University of Auckland

#### Two million t-tests: issues in genome-wide association

Genome-wide association studies measure hundreds of thousands of genetic markers and use them to find small regions of the genome where genetic variation is associated with disease or with other interesting biological variables. The typical analysis uses statistical methods from Stage 1 and Stage 2 introductory stats courses, but still provides interesting statistical challenges in asymptotics, model choice, sample spaces, and other issues.

## Roger Payne

VSN International, UK

#### Hierarchical generalized linear models - theory and practice

Hierarchical generalized linear models (HGLMs) extend the familiar generalized linear models (GLMs) by allowing you to include additional random terms in the linear predictor. However, they do not constrain these terms to follow a Normal distribution nor to have an identity link, as e.g. in generalized linear mixed models. So they provide a richer of class of models that may be more intuitively appealing. The methodology provides improved estimation methods that reduce bias, by the use of the exact likelihood or extended Laplace approximations. In particular, the Laplace approximations seem to avoid the biases that are often found when binary data are analysed by generalized linear mixed models.

The algorithm involves fitting two (or more) interlinked GLMs, firstly to estimate the fixed and random effects in the model that describes the mean, and secondly to model the dispersion of the random terms. So all the familiar model checking techniques are available. We can also exploit other GLM extensions such as prediction and the inclusion of nonlinear parameters in the linear predictor.

The theory will be explained, with examples using GenStat to illustrate its usefulness in practical data analysis.

## Alastair Scott

University of Auckland

#### Fitting models with response-dependent samples

We are interested in fitting regression models to data from samples when we do not have complete information on all members of the sample. In particular, we look at situations where the probability of missing data for a unit depends, at least in part, on the value of the response of that unit. Case-control studies, where the selection probabilities depend directly on the outcome, are simple examples. We look at examples of related studies, as well as studies where the dependence on the response is more subtle.

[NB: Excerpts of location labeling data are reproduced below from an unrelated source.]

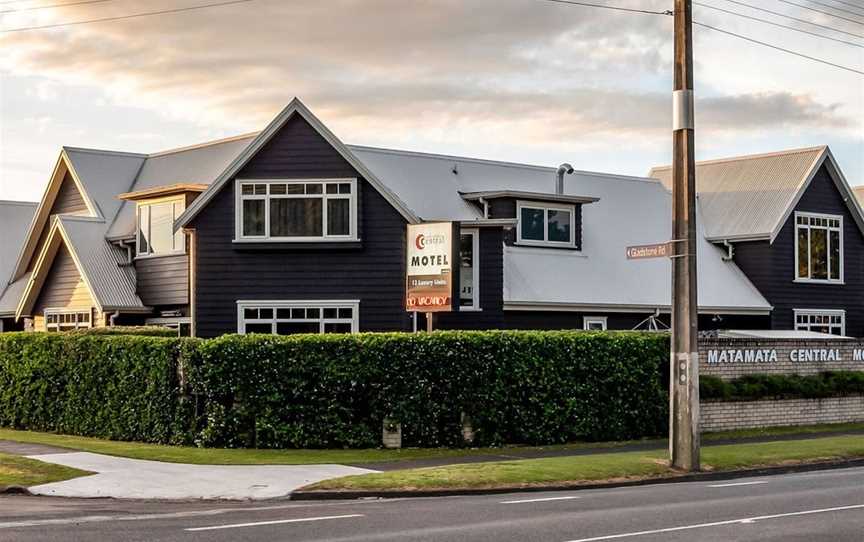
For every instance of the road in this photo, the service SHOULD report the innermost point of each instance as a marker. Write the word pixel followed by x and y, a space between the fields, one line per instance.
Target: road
pixel 826 505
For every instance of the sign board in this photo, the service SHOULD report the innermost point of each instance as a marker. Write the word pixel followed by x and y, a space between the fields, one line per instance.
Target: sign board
pixel 429 270
pixel 642 252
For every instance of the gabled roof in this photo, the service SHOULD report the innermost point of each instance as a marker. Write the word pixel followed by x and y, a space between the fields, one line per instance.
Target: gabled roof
pixel 296 107
pixel 750 197
pixel 600 278
pixel 111 284
pixel 15 218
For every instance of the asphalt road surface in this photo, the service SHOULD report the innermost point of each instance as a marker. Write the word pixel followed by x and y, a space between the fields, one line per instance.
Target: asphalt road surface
pixel 826 505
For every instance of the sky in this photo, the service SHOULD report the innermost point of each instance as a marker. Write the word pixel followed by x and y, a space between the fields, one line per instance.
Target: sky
pixel 530 81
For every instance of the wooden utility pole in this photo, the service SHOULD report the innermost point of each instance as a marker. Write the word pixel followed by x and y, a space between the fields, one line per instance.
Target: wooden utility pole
pixel 684 374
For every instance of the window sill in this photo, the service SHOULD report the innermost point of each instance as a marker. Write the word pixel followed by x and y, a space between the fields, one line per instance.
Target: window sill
pixel 280 246
pixel 817 281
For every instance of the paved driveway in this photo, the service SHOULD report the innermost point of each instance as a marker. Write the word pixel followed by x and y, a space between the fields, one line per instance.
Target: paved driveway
pixel 139 479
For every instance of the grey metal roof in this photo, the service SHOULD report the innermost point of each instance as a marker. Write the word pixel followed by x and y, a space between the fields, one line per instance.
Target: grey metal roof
pixel 111 283
pixel 749 196
pixel 600 278
pixel 15 218
pixel 195 165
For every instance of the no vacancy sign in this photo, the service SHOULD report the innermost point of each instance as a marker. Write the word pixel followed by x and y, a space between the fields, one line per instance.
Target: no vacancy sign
pixel 430 269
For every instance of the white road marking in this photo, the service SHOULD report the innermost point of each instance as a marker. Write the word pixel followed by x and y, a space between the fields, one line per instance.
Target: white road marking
pixel 541 500
pixel 740 484
pixel 719 523
pixel 274 522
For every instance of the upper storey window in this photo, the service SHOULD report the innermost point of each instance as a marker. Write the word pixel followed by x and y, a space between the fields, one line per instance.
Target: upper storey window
pixel 818 247
pixel 156 234
pixel 546 224
pixel 307 210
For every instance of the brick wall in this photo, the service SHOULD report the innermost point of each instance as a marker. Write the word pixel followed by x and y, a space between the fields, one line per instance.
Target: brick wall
pixel 779 356
pixel 726 416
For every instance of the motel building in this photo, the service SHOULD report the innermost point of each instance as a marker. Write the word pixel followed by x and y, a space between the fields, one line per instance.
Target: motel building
pixel 290 230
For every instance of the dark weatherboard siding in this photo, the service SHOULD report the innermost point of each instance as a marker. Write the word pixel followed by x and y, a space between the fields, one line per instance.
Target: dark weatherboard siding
pixel 372 271
pixel 163 280
pixel 771 267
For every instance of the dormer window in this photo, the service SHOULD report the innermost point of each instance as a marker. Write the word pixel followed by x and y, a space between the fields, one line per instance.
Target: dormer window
pixel 297 210
pixel 546 224
pixel 156 236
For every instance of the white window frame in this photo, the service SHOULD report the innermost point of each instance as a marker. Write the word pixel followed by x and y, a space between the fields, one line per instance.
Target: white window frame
pixel 819 312
pixel 829 229
pixel 148 203
pixel 475 270
pixel 354 304
pixel 588 320
pixel 266 238
pixel 545 207
pixel 77 324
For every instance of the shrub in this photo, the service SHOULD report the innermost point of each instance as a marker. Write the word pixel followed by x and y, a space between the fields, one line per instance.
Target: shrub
pixel 335 390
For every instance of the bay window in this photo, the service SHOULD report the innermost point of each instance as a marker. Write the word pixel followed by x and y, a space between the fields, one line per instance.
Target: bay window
pixel 297 210
pixel 156 234
pixel 545 224
pixel 818 247
pixel 292 317
pixel 832 322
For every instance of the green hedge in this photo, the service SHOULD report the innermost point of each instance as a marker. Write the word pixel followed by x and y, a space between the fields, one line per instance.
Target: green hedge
pixel 763 386
pixel 335 390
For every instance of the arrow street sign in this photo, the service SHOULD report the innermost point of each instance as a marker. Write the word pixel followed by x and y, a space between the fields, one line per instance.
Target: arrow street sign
pixel 641 252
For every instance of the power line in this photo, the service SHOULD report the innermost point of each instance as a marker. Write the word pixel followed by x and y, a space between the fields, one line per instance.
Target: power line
pixel 614 8
pixel 772 23
pixel 789 51
pixel 32 8
pixel 843 10
pixel 124 17
pixel 803 6
pixel 796 19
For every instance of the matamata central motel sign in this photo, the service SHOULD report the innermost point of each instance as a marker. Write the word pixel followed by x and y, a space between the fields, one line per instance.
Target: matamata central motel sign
pixel 429 270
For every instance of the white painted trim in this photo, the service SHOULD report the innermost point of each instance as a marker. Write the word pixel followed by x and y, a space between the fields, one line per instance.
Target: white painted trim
pixel 149 203
pixel 820 312
pixel 588 320
pixel 52 245
pixel 829 229
pixel 301 303
pixel 545 207
pixel 354 218
pixel 296 106
pixel 475 269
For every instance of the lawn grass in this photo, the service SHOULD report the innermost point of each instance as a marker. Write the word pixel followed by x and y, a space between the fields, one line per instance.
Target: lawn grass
pixel 221 456
pixel 577 470
pixel 21 471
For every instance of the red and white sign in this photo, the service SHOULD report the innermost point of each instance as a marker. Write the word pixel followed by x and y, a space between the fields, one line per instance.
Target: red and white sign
pixel 429 286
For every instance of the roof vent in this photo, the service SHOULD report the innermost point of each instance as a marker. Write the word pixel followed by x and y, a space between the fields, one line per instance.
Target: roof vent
pixel 563 169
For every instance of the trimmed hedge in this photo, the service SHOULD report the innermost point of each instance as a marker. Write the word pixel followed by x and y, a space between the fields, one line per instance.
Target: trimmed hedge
pixel 335 390
pixel 763 386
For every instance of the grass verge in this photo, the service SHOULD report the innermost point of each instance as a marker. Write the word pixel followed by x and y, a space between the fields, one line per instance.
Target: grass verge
pixel 221 456
pixel 577 470
pixel 21 471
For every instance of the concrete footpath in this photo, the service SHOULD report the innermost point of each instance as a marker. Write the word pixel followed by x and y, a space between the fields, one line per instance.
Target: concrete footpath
pixel 124 478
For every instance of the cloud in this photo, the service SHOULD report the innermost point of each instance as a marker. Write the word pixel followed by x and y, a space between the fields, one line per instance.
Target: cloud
pixel 522 69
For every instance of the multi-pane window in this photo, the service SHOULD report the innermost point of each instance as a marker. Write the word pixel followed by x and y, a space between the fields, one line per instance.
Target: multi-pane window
pixel 595 323
pixel 545 224
pixel 297 210
pixel 821 321
pixel 469 271
pixel 156 228
pixel 67 320
pixel 288 318
pixel 819 247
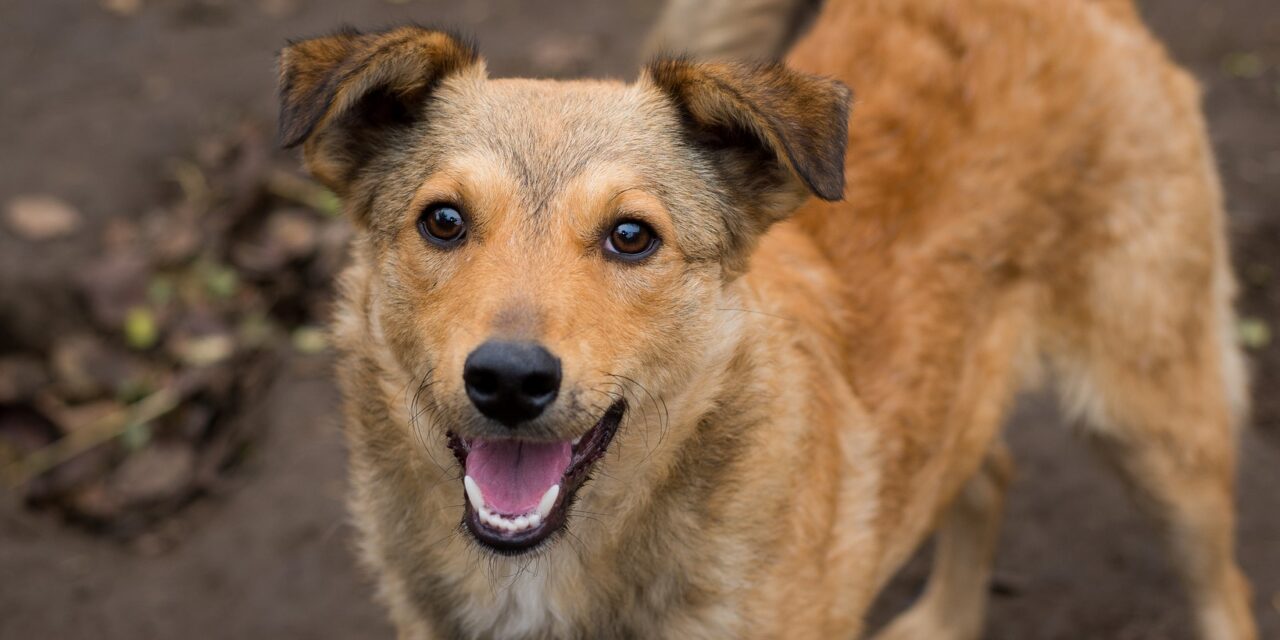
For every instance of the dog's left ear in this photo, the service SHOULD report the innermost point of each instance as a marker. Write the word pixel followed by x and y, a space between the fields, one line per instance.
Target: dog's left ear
pixel 773 135
pixel 346 96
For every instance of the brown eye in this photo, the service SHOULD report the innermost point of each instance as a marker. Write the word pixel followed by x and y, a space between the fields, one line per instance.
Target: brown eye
pixel 442 224
pixel 631 240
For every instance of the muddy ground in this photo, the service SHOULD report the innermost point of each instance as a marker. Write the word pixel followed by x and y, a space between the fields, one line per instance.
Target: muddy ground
pixel 100 99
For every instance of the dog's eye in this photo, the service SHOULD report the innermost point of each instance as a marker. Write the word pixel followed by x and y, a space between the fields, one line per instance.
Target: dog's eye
pixel 631 240
pixel 442 224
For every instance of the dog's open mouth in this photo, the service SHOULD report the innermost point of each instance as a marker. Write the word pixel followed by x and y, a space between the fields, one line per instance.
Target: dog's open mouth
pixel 517 490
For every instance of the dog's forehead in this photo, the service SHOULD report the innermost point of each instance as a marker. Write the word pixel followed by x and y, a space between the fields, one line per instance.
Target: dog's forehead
pixel 547 132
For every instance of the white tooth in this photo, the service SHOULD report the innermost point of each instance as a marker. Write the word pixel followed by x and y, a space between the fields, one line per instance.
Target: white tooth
pixel 544 506
pixel 474 493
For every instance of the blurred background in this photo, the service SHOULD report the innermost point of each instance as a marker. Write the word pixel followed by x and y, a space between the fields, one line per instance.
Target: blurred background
pixel 170 457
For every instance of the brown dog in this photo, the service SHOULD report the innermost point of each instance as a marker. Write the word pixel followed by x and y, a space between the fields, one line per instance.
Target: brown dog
pixel 611 371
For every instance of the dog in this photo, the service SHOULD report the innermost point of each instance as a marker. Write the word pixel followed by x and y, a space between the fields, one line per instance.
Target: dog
pixel 711 353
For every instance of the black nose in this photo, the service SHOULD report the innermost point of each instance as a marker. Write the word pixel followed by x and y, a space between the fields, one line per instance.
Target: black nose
pixel 511 382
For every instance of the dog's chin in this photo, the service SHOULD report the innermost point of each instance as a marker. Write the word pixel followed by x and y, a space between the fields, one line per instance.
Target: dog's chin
pixel 517 492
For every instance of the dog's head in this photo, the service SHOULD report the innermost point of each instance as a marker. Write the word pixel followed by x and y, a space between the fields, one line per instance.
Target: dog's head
pixel 548 257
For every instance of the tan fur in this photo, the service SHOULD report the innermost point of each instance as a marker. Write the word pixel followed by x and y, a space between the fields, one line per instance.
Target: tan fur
pixel 1025 182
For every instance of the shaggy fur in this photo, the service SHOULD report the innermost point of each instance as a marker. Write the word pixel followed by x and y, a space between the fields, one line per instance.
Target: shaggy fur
pixel 814 385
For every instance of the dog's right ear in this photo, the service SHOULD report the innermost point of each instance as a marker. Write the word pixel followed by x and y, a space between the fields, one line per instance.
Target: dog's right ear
pixel 343 96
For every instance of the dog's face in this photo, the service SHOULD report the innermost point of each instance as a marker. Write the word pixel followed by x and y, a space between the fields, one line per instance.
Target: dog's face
pixel 547 257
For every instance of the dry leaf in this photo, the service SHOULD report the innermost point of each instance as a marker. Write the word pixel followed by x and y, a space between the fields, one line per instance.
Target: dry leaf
pixel 39 218
pixel 122 7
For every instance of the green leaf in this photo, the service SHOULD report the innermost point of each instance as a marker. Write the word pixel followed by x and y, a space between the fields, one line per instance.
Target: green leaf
pixel 1255 333
pixel 310 341
pixel 1244 64
pixel 140 328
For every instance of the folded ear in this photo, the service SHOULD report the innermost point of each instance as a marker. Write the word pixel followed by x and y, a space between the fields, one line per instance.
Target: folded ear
pixel 346 95
pixel 775 135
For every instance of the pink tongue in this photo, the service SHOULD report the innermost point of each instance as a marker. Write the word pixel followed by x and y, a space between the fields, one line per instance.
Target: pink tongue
pixel 513 475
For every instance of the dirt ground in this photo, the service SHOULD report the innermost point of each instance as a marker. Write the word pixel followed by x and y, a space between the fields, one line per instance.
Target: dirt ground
pixel 99 99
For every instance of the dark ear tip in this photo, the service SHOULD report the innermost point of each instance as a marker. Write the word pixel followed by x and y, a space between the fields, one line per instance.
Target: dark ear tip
pixel 830 191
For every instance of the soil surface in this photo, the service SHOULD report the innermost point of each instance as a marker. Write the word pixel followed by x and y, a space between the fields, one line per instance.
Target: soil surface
pixel 101 97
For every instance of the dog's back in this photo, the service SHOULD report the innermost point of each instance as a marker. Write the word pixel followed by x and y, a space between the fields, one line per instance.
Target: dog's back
pixel 1031 182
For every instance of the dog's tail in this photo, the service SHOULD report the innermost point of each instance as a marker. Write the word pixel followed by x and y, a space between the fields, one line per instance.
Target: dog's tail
pixel 750 30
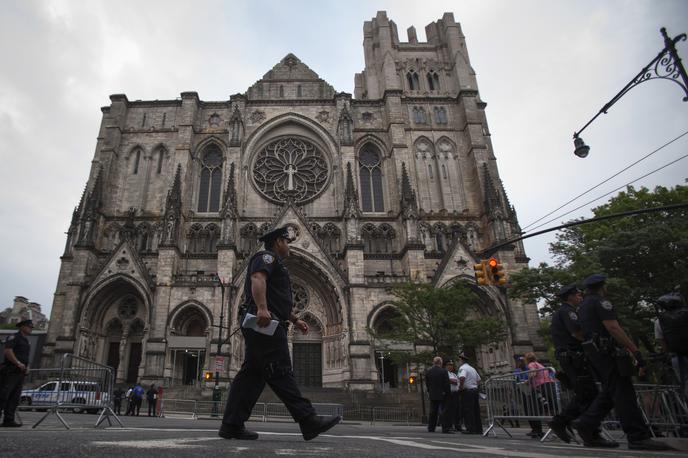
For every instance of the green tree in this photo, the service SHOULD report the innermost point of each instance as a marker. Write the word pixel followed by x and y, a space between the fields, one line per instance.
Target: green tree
pixel 645 256
pixel 438 318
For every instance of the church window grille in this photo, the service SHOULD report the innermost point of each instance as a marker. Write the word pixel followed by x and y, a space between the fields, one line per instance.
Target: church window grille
pixel 249 238
pixel 211 180
pixel 136 161
pixel 161 154
pixel 413 80
pixel 433 81
pixel 371 180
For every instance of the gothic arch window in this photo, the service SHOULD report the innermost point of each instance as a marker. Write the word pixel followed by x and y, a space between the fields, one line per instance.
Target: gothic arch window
pixel 433 81
pixel 370 174
pixel 419 116
pixel 413 80
pixel 386 236
pixel 194 238
pixel 369 236
pixel 137 159
pixel 439 232
pixel 213 236
pixel 249 238
pixel 211 180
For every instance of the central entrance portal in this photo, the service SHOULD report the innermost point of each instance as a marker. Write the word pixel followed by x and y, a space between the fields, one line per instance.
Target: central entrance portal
pixel 308 364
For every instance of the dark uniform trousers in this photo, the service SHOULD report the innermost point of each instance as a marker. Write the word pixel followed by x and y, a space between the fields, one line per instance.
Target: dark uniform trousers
pixel 584 387
pixel 266 360
pixel 11 380
pixel 618 393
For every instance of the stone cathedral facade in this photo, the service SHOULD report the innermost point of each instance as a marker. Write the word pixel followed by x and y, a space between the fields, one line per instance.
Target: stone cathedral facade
pixel 397 182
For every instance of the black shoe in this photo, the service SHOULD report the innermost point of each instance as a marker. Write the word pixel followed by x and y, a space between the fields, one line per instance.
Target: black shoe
pixel 11 424
pixel 235 432
pixel 560 430
pixel 649 444
pixel 314 425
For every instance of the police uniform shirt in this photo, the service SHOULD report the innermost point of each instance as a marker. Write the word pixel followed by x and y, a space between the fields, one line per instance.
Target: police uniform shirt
pixel 592 312
pixel 564 326
pixel 20 346
pixel 278 285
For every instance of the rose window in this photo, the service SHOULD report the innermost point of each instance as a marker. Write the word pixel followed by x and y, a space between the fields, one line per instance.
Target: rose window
pixel 300 298
pixel 290 169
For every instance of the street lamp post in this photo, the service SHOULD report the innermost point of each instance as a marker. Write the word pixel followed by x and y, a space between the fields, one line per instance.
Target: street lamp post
pixel 667 65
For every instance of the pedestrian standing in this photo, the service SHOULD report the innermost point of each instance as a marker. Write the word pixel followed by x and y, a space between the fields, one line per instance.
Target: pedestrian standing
pixel 269 296
pixel 151 399
pixel 567 337
pixel 469 379
pixel 439 392
pixel 608 349
pixel 454 407
pixel 14 369
pixel 117 397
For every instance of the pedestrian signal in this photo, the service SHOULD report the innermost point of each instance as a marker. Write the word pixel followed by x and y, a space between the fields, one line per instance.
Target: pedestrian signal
pixel 481 276
pixel 497 274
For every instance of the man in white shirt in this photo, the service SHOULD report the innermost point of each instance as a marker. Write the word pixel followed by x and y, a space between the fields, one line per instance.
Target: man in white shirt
pixel 454 405
pixel 468 392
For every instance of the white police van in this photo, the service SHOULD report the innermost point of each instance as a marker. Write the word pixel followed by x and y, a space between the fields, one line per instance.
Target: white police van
pixel 73 393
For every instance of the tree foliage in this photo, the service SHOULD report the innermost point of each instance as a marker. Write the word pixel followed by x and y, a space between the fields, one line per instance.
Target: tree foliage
pixel 644 256
pixel 443 320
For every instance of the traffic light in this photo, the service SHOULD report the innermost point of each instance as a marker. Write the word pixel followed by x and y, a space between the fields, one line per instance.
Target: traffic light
pixel 481 276
pixel 497 274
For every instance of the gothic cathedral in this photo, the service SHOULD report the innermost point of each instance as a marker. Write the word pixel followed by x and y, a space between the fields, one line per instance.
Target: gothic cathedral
pixel 398 182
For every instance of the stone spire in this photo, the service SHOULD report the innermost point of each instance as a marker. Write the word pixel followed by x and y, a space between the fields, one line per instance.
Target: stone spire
pixel 173 210
pixel 409 205
pixel 351 207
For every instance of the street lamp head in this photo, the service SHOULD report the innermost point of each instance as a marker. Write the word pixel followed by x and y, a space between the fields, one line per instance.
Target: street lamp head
pixel 582 149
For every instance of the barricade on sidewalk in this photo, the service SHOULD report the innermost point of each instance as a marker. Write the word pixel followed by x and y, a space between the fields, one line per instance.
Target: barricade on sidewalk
pixel 78 385
pixel 509 400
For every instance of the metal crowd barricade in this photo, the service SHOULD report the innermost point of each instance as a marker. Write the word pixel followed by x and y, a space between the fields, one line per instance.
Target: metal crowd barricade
pixel 513 398
pixel 79 384
pixel 178 408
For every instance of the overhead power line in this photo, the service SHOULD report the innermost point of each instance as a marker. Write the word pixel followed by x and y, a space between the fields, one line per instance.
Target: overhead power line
pixel 612 191
pixel 605 181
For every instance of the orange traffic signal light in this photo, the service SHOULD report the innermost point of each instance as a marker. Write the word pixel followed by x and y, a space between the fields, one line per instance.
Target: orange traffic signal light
pixel 481 274
pixel 496 272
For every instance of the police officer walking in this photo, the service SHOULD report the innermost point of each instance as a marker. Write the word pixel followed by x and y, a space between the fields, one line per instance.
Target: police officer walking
pixel 567 337
pixel 269 296
pixel 14 368
pixel 607 348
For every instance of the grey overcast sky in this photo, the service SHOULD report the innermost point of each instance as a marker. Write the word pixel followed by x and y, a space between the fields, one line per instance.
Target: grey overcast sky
pixel 543 67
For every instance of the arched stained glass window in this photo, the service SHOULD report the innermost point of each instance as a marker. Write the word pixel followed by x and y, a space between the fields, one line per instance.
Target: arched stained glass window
pixel 371 180
pixel 211 180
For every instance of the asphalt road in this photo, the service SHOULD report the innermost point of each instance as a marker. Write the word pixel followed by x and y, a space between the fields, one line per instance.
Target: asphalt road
pixel 163 437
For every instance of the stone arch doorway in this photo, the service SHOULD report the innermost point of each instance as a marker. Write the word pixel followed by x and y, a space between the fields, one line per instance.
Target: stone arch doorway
pixel 112 328
pixel 188 341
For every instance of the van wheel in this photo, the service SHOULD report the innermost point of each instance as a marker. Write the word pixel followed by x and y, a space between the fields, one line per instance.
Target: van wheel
pixel 78 401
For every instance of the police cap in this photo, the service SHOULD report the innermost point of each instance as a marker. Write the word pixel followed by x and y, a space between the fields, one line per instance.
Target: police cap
pixel 279 233
pixel 565 291
pixel 25 323
pixel 594 279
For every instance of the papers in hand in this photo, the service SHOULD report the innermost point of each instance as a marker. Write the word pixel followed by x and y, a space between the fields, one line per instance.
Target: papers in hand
pixel 251 322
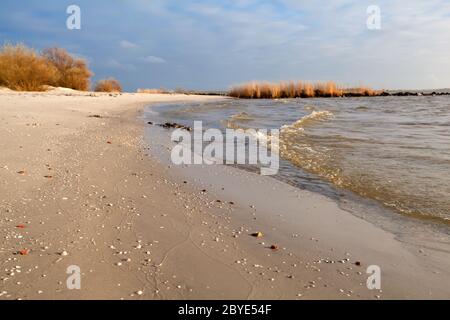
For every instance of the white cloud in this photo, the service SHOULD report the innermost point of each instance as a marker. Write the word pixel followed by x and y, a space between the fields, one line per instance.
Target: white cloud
pixel 127 44
pixel 153 59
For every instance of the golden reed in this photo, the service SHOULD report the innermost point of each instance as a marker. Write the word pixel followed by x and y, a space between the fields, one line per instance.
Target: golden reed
pixel 299 89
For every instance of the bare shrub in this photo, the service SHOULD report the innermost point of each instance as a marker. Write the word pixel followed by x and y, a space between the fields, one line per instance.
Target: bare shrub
pixel 108 85
pixel 23 69
pixel 73 73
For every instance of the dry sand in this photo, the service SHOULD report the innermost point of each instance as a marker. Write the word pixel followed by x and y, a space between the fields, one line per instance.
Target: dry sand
pixel 86 191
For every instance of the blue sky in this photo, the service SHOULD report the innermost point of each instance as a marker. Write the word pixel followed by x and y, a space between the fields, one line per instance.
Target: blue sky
pixel 203 44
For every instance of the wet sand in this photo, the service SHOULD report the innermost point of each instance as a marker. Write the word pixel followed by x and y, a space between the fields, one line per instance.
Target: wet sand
pixel 79 186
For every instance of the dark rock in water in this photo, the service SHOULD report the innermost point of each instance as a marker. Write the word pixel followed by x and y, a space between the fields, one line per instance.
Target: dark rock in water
pixel 173 125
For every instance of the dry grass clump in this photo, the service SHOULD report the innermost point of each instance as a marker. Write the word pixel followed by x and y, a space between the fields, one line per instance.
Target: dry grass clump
pixel 108 85
pixel 23 69
pixel 73 73
pixel 299 89
pixel 154 91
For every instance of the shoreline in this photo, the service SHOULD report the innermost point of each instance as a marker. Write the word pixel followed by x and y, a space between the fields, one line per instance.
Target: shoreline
pixel 137 231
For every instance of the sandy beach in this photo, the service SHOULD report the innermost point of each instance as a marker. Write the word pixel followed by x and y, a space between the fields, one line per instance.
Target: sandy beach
pixel 80 186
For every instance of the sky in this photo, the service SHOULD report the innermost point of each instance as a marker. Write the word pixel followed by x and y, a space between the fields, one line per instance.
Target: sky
pixel 212 45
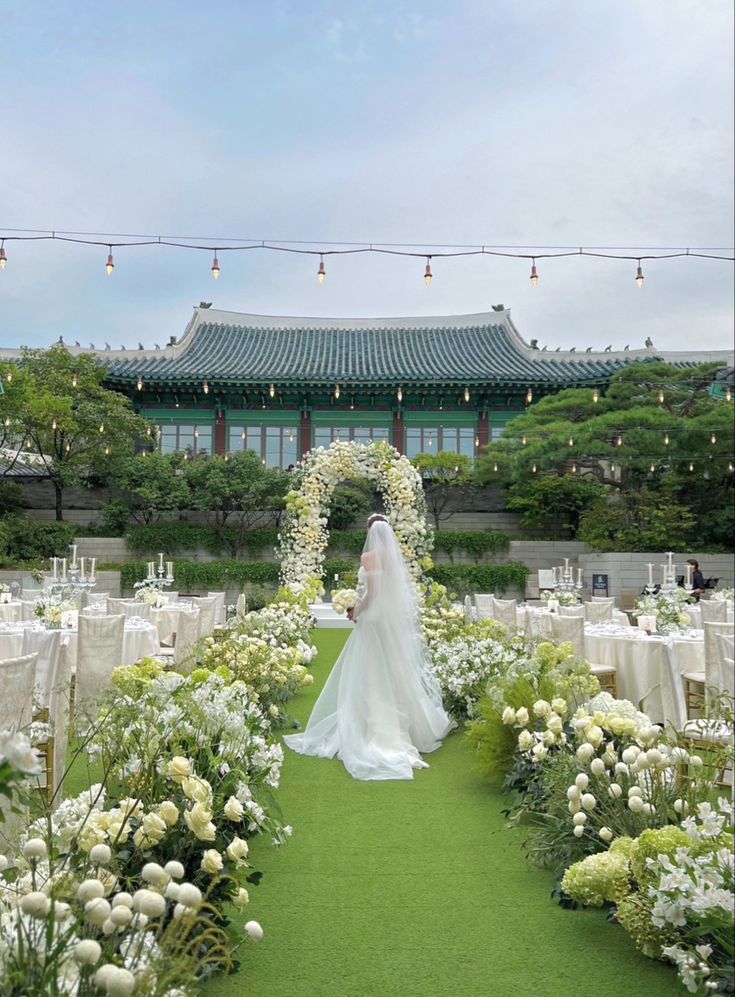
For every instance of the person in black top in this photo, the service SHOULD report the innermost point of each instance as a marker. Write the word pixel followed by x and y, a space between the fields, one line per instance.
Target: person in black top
pixel 697 579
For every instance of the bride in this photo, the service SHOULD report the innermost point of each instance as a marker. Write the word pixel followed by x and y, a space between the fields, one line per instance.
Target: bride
pixel 381 704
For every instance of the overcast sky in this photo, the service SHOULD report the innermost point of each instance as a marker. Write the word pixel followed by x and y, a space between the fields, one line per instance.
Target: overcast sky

When the chance of missing data depends on the response, the likelihood involves the distribution of the explanatory variables as well as the regression parameters. We certainly do not want to have to model this covariate distribution in general, so we look for semi-parametric methods that avoid the need for such modelling. We develop fully efficient semi-parametric methods for some situations and good, practical procedures for situations where full efficiency is not feasible.

## Patty Solomon

University of Adelaide

#### Statistical analysis of hospital performance: understanding the uncertainty

Critical care is expensive with costs increasing inexorably as our populations age. Understandably, governments at all levels want accurate measures of hospital performance to provide a basis for planning, for accountability and to inform public debate. However, provider comparisons via league tables have proven to be methodologically challenging as well as politically controversial, as witness the recent inquiry into Australia's Bundaberg Base Hospital. Furthermore, analyses purporting to measure hospital performance often suffer from a number of serious deficiencies, ranging from inadequate adjustment for patient case-mix to no allowance for multiple comparisons. In this talk, I will discuss these issues and present our recent work on comparing hospital performance using the Australian and New Zealand Intensive Care Adult Patient Database, one of the largest databases of its kind in the world.